Song by Roger Waters featuring Shakira, Eric Clapton, Gustavo Cerati, Pedro Aznar
- Recorded: 2008
- Genre: Rock opera; folk;
- Length: 13:00

= The Child Will Fly =

Song by Roger Waters, Gustavo Cerati, Shakira, Eric Clapton, Pedro Aznar

"The Child Will Fly" is an unreleased charity song by English musician Roger Waters featuring Shakira, Eric Clapton, Gustavo Cerati, and Pedro Aznar. The song was written for the ALAS Foundation by Waters and Cerati. Recorded in 2008, the song leaked in early 2014 and a few months later a fanmade music video for the song went viral.

== Background and composition ==

"It's a 13-minute, mile-long song with a very Floyd-esque feel, like the harmonies. But there are a good number of guests, so I don't know where it's going to end up."
— — Roger Waters on "The Child Will Fly".

"The Child Will Fly" was recorded in New York City in 2008 for and about the Latin American non-profit children's ALAS Foundation. It is by English musician Roger Waters, and features four other musicians: Colombian Shakira, Argentine Gustavo Cerati and Pedro Anzar, and English Eric Clapton; all members of the foundation. Cerati and Aznar stayed at Waters' home during the recording process, recording their parts first, and later were recorded those of Shakira and Clapton. The song leaked online in early 2014 and is amongst the last songs Cerati recorded before falling into a coma.

"The Child Will Fly" is a rock opera and South American folk song with a runtime of 13 minutes and has socially charged lyrics.

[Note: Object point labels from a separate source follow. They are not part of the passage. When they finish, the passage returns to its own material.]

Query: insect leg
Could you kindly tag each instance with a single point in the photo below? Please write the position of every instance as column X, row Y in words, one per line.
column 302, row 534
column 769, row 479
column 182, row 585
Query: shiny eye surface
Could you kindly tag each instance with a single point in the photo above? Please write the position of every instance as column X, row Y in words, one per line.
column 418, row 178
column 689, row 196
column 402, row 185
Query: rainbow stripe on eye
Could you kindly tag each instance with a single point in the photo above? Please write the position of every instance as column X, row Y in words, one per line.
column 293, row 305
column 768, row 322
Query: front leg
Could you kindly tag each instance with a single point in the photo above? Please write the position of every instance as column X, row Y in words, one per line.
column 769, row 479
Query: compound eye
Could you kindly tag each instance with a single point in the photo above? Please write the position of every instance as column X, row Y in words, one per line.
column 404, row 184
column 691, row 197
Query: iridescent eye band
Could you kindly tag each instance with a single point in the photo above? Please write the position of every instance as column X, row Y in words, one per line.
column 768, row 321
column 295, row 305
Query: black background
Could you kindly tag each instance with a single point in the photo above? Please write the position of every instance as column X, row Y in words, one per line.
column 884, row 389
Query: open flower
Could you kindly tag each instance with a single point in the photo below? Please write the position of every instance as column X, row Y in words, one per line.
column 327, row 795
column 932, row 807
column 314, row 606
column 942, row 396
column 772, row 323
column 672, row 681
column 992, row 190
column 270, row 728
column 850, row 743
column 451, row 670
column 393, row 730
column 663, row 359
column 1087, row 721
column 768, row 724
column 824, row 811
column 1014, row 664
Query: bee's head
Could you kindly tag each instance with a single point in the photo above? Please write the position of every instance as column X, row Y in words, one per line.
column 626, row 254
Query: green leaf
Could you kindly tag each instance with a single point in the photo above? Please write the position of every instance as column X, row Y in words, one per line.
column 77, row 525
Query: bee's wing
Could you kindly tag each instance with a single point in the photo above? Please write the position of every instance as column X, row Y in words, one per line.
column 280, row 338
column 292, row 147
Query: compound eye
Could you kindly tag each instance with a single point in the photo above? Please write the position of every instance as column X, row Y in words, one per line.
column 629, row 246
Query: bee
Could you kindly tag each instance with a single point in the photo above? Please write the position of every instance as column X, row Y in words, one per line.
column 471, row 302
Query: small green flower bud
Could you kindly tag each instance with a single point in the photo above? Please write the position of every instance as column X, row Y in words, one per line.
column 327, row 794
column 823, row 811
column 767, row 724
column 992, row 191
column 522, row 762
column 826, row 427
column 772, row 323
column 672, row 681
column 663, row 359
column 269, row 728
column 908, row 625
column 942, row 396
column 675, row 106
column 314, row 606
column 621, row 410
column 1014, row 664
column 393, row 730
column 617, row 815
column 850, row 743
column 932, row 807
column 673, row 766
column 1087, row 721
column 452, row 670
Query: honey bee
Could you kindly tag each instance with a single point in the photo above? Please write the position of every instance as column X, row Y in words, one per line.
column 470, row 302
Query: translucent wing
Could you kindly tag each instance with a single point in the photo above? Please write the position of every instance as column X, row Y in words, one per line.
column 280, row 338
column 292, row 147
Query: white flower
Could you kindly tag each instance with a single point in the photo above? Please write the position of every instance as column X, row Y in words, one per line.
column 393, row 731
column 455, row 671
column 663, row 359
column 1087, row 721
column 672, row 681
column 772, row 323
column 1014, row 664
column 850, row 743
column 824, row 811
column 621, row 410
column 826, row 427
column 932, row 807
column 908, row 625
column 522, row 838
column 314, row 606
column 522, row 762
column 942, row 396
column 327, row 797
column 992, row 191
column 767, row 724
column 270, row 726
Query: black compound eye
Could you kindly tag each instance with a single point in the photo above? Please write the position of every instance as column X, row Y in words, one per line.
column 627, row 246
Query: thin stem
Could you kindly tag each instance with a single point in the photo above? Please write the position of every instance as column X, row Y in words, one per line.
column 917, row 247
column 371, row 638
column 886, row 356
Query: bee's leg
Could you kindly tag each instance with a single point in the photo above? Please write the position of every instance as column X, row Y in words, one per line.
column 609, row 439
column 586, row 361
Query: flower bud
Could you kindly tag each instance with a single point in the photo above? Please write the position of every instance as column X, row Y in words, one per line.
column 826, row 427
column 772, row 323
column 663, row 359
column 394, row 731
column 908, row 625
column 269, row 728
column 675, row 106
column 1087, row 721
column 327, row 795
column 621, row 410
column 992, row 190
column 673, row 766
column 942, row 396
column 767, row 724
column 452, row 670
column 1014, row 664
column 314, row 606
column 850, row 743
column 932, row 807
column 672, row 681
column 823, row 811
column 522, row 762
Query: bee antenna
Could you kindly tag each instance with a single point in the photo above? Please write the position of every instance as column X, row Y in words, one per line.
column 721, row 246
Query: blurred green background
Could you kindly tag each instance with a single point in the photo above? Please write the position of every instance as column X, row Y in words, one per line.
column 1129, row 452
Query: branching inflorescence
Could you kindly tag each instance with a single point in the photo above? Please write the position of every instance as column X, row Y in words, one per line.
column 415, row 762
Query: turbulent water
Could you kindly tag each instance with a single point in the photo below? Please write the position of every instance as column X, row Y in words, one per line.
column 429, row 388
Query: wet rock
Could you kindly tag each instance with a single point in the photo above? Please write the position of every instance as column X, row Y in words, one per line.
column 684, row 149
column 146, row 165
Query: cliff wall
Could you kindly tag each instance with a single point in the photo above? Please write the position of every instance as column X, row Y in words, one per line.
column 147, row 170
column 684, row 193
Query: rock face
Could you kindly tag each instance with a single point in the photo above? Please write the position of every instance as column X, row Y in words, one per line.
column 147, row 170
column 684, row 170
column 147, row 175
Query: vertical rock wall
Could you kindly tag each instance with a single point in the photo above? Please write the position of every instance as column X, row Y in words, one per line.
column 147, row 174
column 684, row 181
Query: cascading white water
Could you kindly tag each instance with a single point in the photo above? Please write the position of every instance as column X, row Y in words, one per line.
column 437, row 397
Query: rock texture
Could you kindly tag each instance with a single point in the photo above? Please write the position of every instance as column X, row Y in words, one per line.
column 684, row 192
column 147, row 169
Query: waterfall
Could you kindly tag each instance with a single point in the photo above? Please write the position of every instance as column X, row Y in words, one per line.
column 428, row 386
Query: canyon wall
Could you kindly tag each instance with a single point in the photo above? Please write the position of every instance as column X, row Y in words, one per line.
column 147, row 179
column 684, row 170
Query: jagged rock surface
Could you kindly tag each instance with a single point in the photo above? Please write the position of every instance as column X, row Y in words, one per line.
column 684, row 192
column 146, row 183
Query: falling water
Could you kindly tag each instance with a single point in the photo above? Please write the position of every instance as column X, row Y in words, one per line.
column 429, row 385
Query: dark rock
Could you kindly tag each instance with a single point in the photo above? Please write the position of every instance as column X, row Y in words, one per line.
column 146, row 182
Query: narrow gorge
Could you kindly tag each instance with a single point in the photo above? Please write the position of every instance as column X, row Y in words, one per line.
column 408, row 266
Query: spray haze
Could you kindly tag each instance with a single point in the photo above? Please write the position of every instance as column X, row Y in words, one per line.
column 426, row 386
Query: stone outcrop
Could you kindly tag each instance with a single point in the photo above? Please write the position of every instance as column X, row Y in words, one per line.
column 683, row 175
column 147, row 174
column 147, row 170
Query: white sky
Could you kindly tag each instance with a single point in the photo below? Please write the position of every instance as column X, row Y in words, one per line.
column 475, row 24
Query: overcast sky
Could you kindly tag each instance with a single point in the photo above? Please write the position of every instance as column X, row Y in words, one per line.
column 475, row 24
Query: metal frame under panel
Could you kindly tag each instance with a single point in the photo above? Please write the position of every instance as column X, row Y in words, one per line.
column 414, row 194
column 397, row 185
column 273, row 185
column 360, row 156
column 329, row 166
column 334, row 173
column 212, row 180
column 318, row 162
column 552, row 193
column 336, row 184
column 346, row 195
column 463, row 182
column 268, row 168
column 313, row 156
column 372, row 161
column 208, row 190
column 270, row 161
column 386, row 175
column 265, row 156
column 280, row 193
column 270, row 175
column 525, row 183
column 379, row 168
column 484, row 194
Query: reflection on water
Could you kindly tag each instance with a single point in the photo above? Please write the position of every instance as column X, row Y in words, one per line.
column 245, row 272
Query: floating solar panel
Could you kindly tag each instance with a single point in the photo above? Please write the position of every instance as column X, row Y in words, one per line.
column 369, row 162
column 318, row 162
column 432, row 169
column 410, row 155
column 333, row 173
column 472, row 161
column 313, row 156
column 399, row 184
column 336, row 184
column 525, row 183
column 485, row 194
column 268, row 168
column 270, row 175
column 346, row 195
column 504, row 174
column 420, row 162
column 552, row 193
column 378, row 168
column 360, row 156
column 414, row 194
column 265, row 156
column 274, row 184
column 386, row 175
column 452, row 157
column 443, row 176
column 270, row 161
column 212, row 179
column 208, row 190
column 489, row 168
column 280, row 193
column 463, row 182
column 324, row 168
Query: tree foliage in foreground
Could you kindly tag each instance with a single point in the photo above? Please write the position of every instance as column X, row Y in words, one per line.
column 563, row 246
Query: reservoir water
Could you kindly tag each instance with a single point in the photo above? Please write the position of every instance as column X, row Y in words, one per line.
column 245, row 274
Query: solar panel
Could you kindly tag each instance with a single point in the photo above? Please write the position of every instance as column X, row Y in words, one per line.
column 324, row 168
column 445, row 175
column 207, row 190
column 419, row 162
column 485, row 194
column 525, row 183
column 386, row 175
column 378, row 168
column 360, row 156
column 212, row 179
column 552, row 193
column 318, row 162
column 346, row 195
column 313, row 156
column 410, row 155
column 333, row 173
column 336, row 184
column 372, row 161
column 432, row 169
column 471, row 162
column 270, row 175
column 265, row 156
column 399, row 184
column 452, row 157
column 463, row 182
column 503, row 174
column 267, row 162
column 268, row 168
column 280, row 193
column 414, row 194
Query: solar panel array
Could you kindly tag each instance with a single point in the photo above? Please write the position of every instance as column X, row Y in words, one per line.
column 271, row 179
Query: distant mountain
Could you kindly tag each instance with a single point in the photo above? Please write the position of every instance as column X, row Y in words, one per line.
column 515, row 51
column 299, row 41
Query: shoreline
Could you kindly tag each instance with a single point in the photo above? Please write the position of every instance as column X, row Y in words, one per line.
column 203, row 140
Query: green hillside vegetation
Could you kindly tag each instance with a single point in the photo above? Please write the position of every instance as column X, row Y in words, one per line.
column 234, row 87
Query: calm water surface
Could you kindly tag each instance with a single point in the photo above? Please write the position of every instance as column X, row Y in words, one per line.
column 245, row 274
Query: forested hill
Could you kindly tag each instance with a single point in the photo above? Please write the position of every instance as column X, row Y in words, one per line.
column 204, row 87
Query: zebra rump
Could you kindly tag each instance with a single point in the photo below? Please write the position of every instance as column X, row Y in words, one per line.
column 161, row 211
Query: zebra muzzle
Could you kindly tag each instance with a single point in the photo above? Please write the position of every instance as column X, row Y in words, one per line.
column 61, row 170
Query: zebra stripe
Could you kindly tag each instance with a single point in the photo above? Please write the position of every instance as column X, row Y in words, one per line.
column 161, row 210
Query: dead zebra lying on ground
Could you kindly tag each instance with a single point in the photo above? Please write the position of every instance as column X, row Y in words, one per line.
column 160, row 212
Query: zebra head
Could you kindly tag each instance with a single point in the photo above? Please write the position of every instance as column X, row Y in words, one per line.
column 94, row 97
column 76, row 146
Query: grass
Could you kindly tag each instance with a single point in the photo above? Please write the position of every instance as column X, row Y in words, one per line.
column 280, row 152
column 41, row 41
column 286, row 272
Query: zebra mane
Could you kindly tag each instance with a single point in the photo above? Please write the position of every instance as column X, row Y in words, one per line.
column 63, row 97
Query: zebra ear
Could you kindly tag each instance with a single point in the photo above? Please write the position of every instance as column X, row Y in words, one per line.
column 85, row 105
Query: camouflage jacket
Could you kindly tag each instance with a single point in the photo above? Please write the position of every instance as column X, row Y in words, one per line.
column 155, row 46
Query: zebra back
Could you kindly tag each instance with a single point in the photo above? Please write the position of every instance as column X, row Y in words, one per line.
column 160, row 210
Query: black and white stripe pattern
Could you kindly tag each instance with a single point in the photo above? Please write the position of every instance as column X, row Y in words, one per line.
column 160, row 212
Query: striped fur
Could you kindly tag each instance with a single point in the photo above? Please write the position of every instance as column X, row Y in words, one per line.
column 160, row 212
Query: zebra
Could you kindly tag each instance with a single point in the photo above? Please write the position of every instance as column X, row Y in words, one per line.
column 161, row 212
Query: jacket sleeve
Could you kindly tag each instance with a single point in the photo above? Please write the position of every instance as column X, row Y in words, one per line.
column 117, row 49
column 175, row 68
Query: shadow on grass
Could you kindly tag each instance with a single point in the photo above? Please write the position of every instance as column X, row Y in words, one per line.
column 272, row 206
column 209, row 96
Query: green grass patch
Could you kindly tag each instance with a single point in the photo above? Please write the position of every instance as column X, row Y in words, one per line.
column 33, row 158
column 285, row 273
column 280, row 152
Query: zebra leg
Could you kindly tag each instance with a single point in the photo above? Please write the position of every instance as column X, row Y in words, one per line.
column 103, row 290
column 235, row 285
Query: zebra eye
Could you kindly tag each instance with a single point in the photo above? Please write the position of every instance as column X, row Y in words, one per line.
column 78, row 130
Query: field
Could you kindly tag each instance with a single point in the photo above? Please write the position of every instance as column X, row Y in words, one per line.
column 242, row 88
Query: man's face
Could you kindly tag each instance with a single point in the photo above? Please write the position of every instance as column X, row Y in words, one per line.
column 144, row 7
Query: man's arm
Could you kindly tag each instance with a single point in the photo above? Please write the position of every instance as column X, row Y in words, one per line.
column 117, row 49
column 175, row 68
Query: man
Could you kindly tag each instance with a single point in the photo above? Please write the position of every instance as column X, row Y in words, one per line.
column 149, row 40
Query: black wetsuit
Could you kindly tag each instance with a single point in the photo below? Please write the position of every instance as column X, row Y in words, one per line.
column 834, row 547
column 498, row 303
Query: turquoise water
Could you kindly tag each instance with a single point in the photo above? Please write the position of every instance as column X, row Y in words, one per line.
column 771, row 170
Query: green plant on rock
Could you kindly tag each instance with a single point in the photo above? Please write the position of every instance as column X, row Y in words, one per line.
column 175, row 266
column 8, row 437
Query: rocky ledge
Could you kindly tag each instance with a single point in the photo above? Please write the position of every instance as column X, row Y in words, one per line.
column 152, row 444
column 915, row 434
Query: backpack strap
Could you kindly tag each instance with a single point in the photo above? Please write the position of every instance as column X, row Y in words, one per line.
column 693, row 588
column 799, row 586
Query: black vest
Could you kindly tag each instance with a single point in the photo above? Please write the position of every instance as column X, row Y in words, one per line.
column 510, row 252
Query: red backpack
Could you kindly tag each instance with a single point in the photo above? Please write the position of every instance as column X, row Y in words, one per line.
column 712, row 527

Waters refers to Latin American children, singing about their potential to become figures like Gardel or Gabriel García Márquez if they receive the help they need to "fly". Shakira and Cerati sing in Spanish; her lyrics include references to the favelas of Rio de Janeiro, while his mention the Peruvian Andes. In the instrumental, Clapton is on a guitar solo while Aznar is playing other instruments.

MMX described how “The Child Will Fly” showcases music’s ability to connect artists globally for important causes, in this case uniting talented musicians to promote child development and well-being in Latin America and the Caribbean.

== Music video ==
An unofficial fanmade music video for "The Child Will Fly" uploaded to YouTube in May 2014 was being shared widely on the web, drawing significant attention to the song. The video features clips filmed in Buenos Aires, Argentina for the song, and directed by Argentine Diego Kaplan. It shows Waters' 2012 visit to the Villa 31 slum in Buenos Aires, where he had a music workshop where he together with children made percussion instruments from scavenged garbage, such as water bottles and trash cans, and played them. Kaplan told local media after filming with Waters for five hours, "He's an exceptional person and human being, I have no words to describe it."